MC: It’s already underway! Much like it does for our customers, planning for the holiday season starts in the summer for Bluecore’s engineering team.
SS: How do you instill confidence that Bluecore can support the increased demand?
MC: Part of the ethos of the Bluecore engineering team is that hope is not a strategy. So for our holiday readiness work, we run extensive “game day” tests.

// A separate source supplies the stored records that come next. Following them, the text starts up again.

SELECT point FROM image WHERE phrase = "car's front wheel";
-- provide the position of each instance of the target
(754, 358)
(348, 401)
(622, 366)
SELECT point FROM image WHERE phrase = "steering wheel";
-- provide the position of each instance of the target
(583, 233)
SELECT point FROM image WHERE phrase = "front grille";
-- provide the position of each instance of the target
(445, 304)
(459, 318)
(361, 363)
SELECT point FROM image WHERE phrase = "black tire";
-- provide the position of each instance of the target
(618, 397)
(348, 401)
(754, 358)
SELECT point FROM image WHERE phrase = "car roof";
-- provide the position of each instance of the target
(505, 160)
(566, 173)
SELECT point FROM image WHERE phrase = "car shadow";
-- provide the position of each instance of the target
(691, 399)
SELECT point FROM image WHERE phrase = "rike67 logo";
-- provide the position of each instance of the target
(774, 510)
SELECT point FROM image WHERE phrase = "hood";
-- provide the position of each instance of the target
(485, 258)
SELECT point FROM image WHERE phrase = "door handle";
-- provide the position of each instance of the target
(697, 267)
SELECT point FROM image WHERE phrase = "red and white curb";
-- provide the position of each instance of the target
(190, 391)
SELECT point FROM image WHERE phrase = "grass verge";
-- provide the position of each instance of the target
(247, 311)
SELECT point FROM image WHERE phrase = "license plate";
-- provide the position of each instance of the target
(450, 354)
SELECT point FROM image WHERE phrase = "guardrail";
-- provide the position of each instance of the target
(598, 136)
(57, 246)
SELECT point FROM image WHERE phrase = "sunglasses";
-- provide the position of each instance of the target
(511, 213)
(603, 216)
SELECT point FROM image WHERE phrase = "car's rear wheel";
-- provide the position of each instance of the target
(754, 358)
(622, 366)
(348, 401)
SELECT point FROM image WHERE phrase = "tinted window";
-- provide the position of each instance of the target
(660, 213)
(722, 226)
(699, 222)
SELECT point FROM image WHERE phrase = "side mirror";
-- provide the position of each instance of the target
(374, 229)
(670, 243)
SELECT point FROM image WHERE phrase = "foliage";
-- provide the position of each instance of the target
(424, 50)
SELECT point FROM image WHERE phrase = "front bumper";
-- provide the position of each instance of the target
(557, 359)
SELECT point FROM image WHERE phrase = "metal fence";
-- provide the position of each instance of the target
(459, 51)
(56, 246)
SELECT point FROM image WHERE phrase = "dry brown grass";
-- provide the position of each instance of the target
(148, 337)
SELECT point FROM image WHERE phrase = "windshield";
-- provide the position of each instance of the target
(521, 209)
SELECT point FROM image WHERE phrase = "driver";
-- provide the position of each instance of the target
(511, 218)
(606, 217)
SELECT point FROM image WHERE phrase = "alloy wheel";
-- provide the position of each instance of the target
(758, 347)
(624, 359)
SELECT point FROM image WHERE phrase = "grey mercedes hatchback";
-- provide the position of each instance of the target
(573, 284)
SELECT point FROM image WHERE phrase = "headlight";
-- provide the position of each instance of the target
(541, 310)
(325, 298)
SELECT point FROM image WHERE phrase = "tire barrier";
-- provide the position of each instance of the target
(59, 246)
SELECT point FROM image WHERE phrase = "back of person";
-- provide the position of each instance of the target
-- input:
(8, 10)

Game days are when we load the system with traffic at 8-10x our regular volume, which is historically more than twice of what we actually see on Black Friday and Cyber Monday (that way we can make sure we are more than ready for the actual spike in traffic). We’ll do a game day and ramp up load until something breaks, then we’ll figure out what broke and fix it. Then we rinse and repeat. What’s really important is that we do game days in our production environment to make sure we are actually ready. While this type of testing is expensive from a resourcing standpoint, we think it’s important to do because test environments don’t always have the exact same configuration as what’s live. As a result, running these tests in our production environment means there shouldn’t be any unexpected surprises during the actual holidays.
Then we set code freezes, which is a period of time during which we don’t change any of the code for our platform. These freezes are important for making sure our game days are accurate because it gives our platform stability. If we didn’t enforce a code freeze, then any changes to the code might result in an outcome we didn’t anticipate during our game days. We actually start with a code “slush” a month before Black Friday, and that means we don’t deliver any major changes to the platform — only bug fixes or critical updates. Then the week before Black Friday we institute a full code freeze so we have full confidence that the results from our last game days are relevant.

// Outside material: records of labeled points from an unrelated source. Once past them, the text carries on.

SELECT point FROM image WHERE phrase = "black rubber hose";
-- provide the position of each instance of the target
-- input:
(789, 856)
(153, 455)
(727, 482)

SS: What do you wish retailers knew about everything your team is doing right now to prepare for the holidays?
MC: How seriously we take this and how much time we put into it. We’re results oriented, so we need to ensure the success of our customers during their biggest time of need. Many marketing systems (especially legacy ESPs) have outages during this time. We make it possible for our customers to dynamically shift their loads to Bluecore. Last year we had multiple brands switch sends over to Bluecore at the last minute and we knew from our preparation we could handle them without issue.
There’s an enormous amount of work that goes on behind the scenes to make that smooth holiday season possible for our brands. We start preparing during the summer, and it takes a lot of coordination to make sure we can handle the influxes in traffic to support our customers during their most critical time of the year. From June on, we’re behind the scenes tweaking and monitoring to make sure we can handle the increased volumes that will start in November.
However, just like with a major exam like the SATs, we can’t cram the prep during the summer. Throughout the entire year, we execute a sophisticated SRE (site reliability engineering) policy that ensures we learn and evolve from all production incidents. During the summer, we execute load tests to ensure a realistic test of what to expect in November.
I’m really proud of the work we put in. Each year we hit record highs in terms of site events ingested and volume served (the past three years we have had a stellar reliability record), and despite the technical challenges that go into pushing our system beyond its previously known limits, we always find a way to make it happen.
SS: What’s the biggest lesson you’ve learned from doing this type of prep work for previous holiday seasons?
MC: Start early, prepare early, forecast early! That way we can approach the holiday season with zen-like confidence and an agile ability to respond. The nice thing is that we have a formula developed from lessons learned in the past, so we have a good idea of the kind of forecasting and work we need to do to ensure we have a successful holiday season.
SS: What are you most looking forward to this holiday season?
MC: Pushing our system further than it’s ever been in the past and seeing our customers get value from that. It’s incredibly rewarding to see exactly what we can do. Finally, the work we put in to prepare is something for our whole team to be proud of.